Page MenuHomePhabricator

Clean up CirrusSearch job retries
Open, MediumPublic

Description

Currently CirrusSearch jobs are configured to not do any retries cause cirrus jobs manage retries internally.

Instead, cirrus jobs should report success in case they failed and have scheduled a retry, and let change-prop do overall retries in case of a catastrophic job failure.

Event Timeline

Restricted Application added a subscriber: Aklapper. · View Herald Transcript

let change-prop do overall retries in case of a catastrophic job failure.

I think part of the problem is that retries aren't catastrophic failure in cirrusserach. In our jobs retries are a natural and expected part of operations.

I think part of the problem is that retries aren't catastrophic failure in cirrusserach.

I mean more like MW jobrunner hardware failure or nuclear attack on the datacenter :) Basically the ticket is about checking that cirrus jobs report success if they posted their own retry and then setting change-prop retry policy to standard 2 retries on failure - in case something unexpected happens.

let change-prop do overall retries in case of a catastrophic job failure.

I think part of the problem is that retries aren't catastrophic failure in cirrusserach. In our jobs retries are a natural and expected part of operations.

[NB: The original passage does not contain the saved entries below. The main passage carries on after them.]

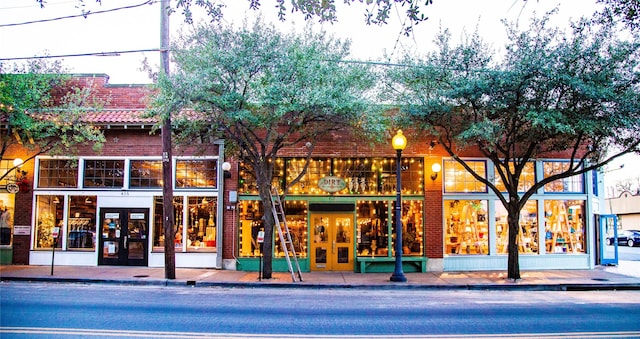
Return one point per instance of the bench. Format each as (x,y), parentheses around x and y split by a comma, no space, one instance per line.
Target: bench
(418,263)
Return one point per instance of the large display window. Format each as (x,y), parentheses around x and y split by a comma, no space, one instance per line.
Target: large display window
(466,227)
(564,226)
(49,214)
(528,231)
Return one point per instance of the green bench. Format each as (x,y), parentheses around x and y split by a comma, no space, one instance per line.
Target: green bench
(419,263)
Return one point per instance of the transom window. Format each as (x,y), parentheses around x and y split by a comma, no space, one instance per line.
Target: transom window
(458,180)
(58,173)
(103,173)
(196,173)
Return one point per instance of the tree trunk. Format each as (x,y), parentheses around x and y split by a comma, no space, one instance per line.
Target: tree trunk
(513,266)
(264,189)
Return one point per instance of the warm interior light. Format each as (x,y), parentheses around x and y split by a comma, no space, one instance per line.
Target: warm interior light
(435,168)
(399,142)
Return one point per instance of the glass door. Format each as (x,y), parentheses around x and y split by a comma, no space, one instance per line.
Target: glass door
(332,242)
(608,239)
(123,238)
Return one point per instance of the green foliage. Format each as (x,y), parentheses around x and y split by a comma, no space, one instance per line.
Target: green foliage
(575,94)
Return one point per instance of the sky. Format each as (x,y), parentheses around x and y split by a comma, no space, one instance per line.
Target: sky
(138,28)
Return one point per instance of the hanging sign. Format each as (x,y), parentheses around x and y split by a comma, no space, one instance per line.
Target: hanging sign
(13,188)
(332,184)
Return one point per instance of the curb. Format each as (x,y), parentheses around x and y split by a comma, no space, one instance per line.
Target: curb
(424,287)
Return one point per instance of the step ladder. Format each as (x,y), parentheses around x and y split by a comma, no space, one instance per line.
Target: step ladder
(284,234)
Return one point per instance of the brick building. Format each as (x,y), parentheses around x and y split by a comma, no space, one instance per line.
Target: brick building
(108,205)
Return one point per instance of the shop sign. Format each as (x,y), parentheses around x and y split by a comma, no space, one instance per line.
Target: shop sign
(332,184)
(21,230)
(13,188)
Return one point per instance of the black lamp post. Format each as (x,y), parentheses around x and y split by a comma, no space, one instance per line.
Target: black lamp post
(399,142)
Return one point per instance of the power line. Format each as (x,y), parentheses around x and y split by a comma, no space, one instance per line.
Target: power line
(113,53)
(84,14)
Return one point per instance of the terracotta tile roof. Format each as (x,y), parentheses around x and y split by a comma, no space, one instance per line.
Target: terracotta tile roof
(118,117)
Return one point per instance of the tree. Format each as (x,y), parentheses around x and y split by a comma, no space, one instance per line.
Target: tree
(261,91)
(550,94)
(43,110)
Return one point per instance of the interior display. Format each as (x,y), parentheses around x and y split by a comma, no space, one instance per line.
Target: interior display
(466,228)
(81,223)
(564,226)
(528,232)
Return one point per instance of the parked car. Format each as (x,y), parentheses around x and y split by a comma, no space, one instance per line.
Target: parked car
(629,237)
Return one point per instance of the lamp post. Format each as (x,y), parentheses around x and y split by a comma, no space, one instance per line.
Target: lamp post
(399,142)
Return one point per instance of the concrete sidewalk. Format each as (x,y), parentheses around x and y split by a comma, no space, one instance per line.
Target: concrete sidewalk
(625,276)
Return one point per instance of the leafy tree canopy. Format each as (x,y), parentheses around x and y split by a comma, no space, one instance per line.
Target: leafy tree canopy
(550,94)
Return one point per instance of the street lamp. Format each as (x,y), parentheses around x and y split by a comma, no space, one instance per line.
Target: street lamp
(399,142)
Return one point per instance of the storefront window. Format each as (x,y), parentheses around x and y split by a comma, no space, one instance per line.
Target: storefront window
(251,213)
(200,233)
(458,180)
(564,226)
(372,233)
(82,223)
(528,233)
(526,181)
(412,243)
(57,173)
(145,174)
(103,173)
(49,214)
(573,184)
(466,228)
(196,173)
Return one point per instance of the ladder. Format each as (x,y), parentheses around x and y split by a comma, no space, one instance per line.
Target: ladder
(284,234)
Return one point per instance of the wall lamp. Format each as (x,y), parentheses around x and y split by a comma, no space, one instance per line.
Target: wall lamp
(226,167)
(435,168)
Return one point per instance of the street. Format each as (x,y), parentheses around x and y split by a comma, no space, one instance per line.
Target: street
(53,310)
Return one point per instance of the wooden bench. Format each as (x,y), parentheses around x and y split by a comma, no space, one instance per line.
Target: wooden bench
(420,263)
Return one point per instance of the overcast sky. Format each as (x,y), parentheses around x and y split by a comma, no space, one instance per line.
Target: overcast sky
(139,29)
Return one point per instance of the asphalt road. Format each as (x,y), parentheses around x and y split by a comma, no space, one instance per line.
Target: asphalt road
(48,310)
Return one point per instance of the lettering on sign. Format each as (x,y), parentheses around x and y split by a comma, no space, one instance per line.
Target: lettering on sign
(332,184)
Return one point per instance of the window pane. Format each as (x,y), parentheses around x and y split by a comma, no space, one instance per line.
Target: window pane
(82,223)
(466,229)
(526,181)
(373,228)
(564,226)
(49,214)
(571,184)
(104,173)
(145,174)
(458,180)
(57,173)
(528,233)
(196,173)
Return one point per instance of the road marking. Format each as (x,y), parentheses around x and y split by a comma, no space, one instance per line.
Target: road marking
(195,335)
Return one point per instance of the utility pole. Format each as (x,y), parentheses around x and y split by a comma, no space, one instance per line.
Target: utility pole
(167,165)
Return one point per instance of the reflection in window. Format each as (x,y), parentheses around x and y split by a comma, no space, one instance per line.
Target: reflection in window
(564,226)
(458,180)
(528,233)
(372,233)
(196,173)
(49,214)
(81,223)
(104,173)
(573,184)
(57,173)
(526,181)
(466,228)
(145,174)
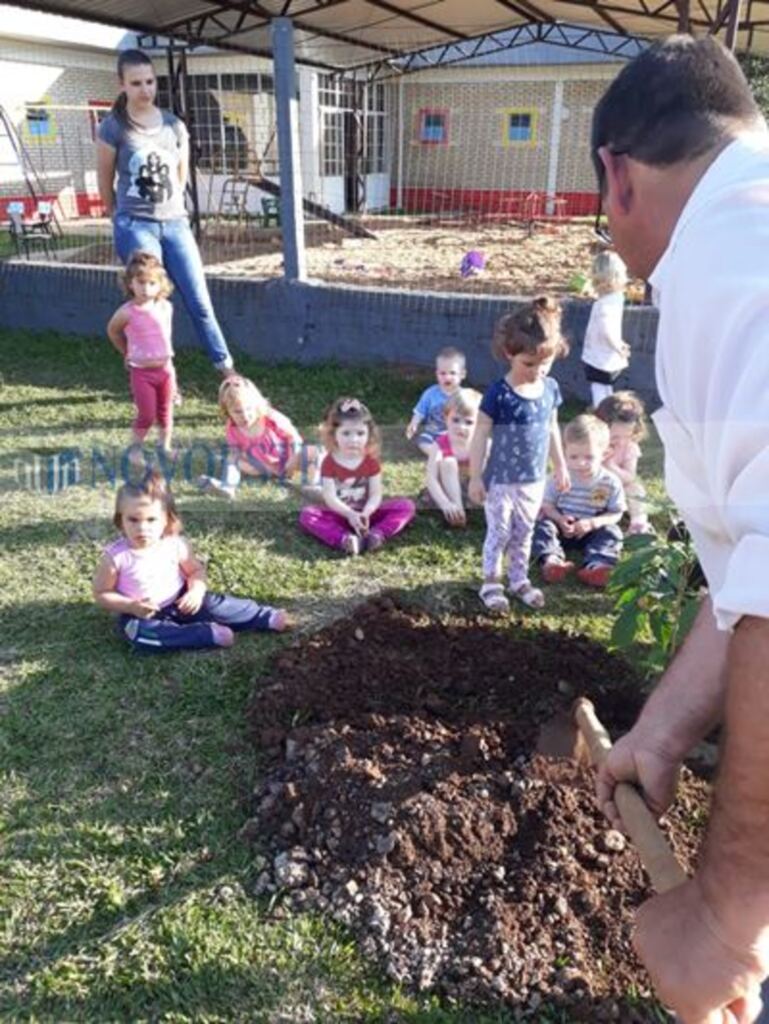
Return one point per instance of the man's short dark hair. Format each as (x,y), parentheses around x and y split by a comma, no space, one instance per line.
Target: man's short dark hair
(673,102)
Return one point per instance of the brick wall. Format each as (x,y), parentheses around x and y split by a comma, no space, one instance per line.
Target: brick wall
(475,157)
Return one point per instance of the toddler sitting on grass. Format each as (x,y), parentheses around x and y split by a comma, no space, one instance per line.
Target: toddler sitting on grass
(585,516)
(449,462)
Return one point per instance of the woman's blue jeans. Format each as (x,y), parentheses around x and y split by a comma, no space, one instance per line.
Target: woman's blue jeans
(173,243)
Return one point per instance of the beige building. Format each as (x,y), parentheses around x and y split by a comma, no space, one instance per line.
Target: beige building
(486,137)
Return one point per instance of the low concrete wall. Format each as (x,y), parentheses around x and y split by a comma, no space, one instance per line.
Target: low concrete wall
(308,323)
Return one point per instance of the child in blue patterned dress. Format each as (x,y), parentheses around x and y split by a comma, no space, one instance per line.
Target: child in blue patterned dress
(518,415)
(428,421)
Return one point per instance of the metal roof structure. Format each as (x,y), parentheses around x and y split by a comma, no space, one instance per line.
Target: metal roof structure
(342,35)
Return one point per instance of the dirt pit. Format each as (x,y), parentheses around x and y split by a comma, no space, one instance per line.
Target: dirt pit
(402,797)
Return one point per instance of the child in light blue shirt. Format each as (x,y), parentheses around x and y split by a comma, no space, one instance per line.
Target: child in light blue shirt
(428,420)
(585,516)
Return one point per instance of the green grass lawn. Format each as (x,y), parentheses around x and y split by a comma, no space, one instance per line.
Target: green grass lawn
(125,892)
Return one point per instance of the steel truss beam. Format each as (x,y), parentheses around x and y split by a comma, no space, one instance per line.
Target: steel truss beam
(555,33)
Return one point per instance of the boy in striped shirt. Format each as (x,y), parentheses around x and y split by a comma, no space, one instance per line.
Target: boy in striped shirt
(586,517)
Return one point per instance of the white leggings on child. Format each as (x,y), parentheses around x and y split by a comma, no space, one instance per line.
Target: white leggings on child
(511,513)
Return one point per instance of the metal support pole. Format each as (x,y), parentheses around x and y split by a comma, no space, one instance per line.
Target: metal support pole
(731,29)
(193,169)
(287,113)
(683,15)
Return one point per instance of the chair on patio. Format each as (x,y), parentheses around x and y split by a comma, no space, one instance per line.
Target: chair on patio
(28,233)
(270,211)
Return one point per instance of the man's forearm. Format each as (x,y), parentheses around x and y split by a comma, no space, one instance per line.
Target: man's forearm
(734,873)
(688,701)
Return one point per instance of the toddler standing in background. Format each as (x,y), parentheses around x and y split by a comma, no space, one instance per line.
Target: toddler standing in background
(586,515)
(624,414)
(356,518)
(449,461)
(518,414)
(427,421)
(261,440)
(153,581)
(604,352)
(140,330)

The context for this ticket is that I found the changeprop-jobqueue configuration too complicated, in particular that we use ChangeProp's own concept of retries in some cases here, and actually hardcode this for some jobs in the changeprop-jobqueue service.

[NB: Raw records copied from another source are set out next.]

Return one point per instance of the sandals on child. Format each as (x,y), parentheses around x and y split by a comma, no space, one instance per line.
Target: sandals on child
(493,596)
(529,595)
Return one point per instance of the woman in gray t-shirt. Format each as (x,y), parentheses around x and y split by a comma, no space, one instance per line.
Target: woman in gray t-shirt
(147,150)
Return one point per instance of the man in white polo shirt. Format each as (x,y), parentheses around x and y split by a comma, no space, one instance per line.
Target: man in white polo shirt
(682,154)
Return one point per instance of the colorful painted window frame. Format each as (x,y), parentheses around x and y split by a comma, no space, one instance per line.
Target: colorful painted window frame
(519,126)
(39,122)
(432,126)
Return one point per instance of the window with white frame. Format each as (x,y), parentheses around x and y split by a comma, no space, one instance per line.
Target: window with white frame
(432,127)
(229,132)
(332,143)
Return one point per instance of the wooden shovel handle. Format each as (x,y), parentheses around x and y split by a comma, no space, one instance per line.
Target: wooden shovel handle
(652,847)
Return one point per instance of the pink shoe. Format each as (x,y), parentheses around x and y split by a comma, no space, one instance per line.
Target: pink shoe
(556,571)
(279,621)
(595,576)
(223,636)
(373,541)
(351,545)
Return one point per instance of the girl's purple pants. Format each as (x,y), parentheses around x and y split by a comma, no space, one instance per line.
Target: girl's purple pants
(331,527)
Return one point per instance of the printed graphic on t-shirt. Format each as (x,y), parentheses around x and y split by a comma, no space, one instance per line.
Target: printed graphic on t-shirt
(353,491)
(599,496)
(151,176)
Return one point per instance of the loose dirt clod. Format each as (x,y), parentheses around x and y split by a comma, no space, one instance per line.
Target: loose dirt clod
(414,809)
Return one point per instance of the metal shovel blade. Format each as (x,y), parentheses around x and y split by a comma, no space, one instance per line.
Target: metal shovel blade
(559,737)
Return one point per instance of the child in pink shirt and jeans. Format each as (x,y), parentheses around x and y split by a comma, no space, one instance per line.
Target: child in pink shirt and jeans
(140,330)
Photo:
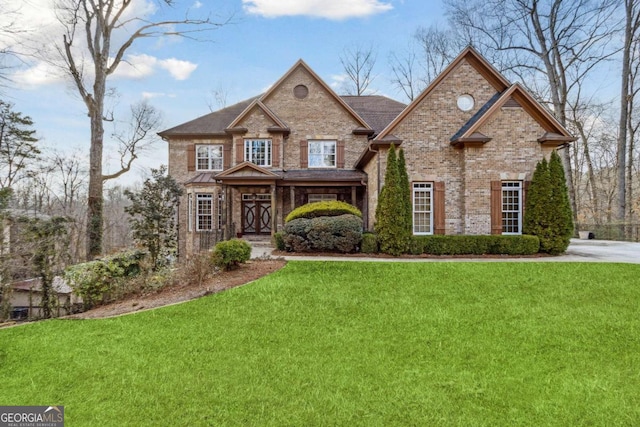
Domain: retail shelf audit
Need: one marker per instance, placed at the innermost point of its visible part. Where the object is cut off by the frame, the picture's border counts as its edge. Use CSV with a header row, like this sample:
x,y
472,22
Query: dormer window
x,y
209,157
322,154
258,151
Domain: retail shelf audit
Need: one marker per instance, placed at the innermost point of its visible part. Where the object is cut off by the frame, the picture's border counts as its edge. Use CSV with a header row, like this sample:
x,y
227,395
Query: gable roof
x,y
372,113
212,124
555,133
378,111
301,64
477,61
258,104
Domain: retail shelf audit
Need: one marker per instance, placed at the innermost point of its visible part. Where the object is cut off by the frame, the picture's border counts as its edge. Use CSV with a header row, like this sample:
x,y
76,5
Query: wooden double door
x,y
256,213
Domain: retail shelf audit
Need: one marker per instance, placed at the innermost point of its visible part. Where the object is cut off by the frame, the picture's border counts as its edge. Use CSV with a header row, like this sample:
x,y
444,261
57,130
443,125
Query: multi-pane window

The reason for this being surprising and undesirable to me is that MediaWiki already does this. Part of the job metadata submitted to changeprop-jobqueue from MediaWiki by, for example, CirussSearch is Job::allowRetries(). When a job fails, and it allows retries, MediaWiki re-queues it upto 3 times. There is no need for this to be hardcoded at the changeprop level.

For CirussSearch, I'm aware that it has some jobs that don't need retries or that feature their custom retry logic. That's fine. Either way, disabling CirrusSearch-job-retries inside changeprop config is redundant. These CirussSearch jobs always return "success" to MW/JobQueue and the CirussSearch job may or may not have internally caught and error and requeued a variant of itself by then. This unconditional "success" marking has been correctly done on the CirussSearch side for a long time now, so this changeprop config can just be removed.

The reason for this coming up now is T253673. As part of that I've been thinking about what happens when we forcefully kill/restart php-fpm across the fleet, and that includes jobrunners. As such, there is a scenario where CirussSearch won't be unable to "catch" this and requeue from within the runtime. I don't know whether you have a preference for how we handle this, but as it stands today, I suspect those jobs would be lost since changeprop-jobqueue has been hardcoded to not allow retries for CirussSearch jobs.

At the conclusion of T253673, the php-fpm restarts we do around deployments today will happen by default instead of only on some days for some servers.

Thanks for the context, that is very helpful. Everything in cirrus is a bit weird because it's trying to implement multi-cluster replication through the job queue. It does make sense that actual catastrophic failures, either because php-fpm was restarted or whatever, need to get retried at the job queue level. I'll review our jobs and make sure we are sending appropriate return codes from the job execution, then swap over the allowRetries.

Removing inactive assignee (Platform Engineering: Please unassign tasks of previous team members.)